A computação quântica está a abrir portas para resolver um dos maiores desafios da energia de fusão. A IBM, em parceria com o Oak Ridge National Laboratory e a Cleveland Clinic, descobriu uma nova forma de modelar como as centrais de fusão podem produzir e recuperar trítio. Este combustível raro é fundamental para o processo, mas os fornecimentos são limitados, uma vez que a sua meia-vida de doze anos resulta numa degradação relativamente rápida.
O desafio do trítio na fusão nuclear
A falta de trítio representa um enorme obstáculo para estabelecer a fusão como uma fonte de energia viável. Este isótopo radioactivo do hidrogénio pode ser produzido ao expor lítio a neutrões. No entanto, capturar e reutilizar o trítio é uma tarefa notoriamente difícil. Para ajudar neste processo, os cientistas utilizam um sal fundido conhecido como FLiBe (flúor, lítio e berílio), que pode envolver a reacção de fusão como um manto protector.

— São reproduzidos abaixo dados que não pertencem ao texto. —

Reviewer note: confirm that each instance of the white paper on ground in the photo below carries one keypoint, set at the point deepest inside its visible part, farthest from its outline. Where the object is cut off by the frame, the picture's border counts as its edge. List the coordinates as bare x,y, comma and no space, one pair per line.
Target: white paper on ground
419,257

O problema reside em descobrir qual é a receita mais eficiente para que este sal retenha o combustível. Os cálculos a esta escala são demasiado complexos para os computadores clássicos, o que exigiu uma nova abordagem tecnológica.
A solução híbrida da IBM
Para contornar as limitações tradicionais, os investigadores decidiram usar computadores clássicos para a modelação mais simples e deixar o hardware quântico da IBM determinar as nove configurações moleculares específicas deste material. Esta divisão de tarefas ajudou a equipa a simular o comportamento do sal fundido com e sem trítio. A empresa classifica este marco como o primeiro caso conhecido de cálculos de materiais de fusão a utilizar tecnologia quântica.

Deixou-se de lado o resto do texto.